Panthers right guard Austin Corbett suffered a torn ACL on Jan. 8 in the regular season finale against the Saints. He has agreed to take us inside the rehab process, explaining his perspective on what coming back from the injury entails from a physical and an emotional standpoint and what the months of work to return actually look like as they're happening. This is his story, as it unfolds. Read the first installment of the series here.
CHARLOTTE — To become a professional athlete, "more" has to be kind of a guiding principle. More weight on the bar. More reps. More time spent studying film. More food on the plate.
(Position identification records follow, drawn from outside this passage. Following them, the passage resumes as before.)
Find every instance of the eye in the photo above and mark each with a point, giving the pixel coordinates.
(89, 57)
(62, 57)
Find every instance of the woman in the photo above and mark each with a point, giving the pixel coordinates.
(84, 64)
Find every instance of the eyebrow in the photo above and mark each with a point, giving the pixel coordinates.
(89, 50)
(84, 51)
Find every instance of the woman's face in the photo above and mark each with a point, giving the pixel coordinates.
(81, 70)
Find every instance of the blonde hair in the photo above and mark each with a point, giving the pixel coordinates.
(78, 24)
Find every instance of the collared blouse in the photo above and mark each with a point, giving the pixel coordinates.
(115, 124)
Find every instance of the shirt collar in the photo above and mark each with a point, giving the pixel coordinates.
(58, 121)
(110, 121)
More of everything.
So being in a position where all you can really do is less is jarring, the kind of thing that will mess with you, the kind of thing that makes you sometimes wonder who you are.
Or, at least, whose pants you're wearing.
For Panthers right guard Austin Corbett, the second month of his rehab after suffering a torn ACL in last season's finale has been a journey unto itself. It's real now. The pain from the surgery has subsided, but he knows he's still going to be dependent on others for a bit longer. This is the non-weight-bearing month, and others are doing a great job of bearing it. But there are moments when it hits him how long of a process this is going to be and how different he already is in his own head and in his wife's eyes.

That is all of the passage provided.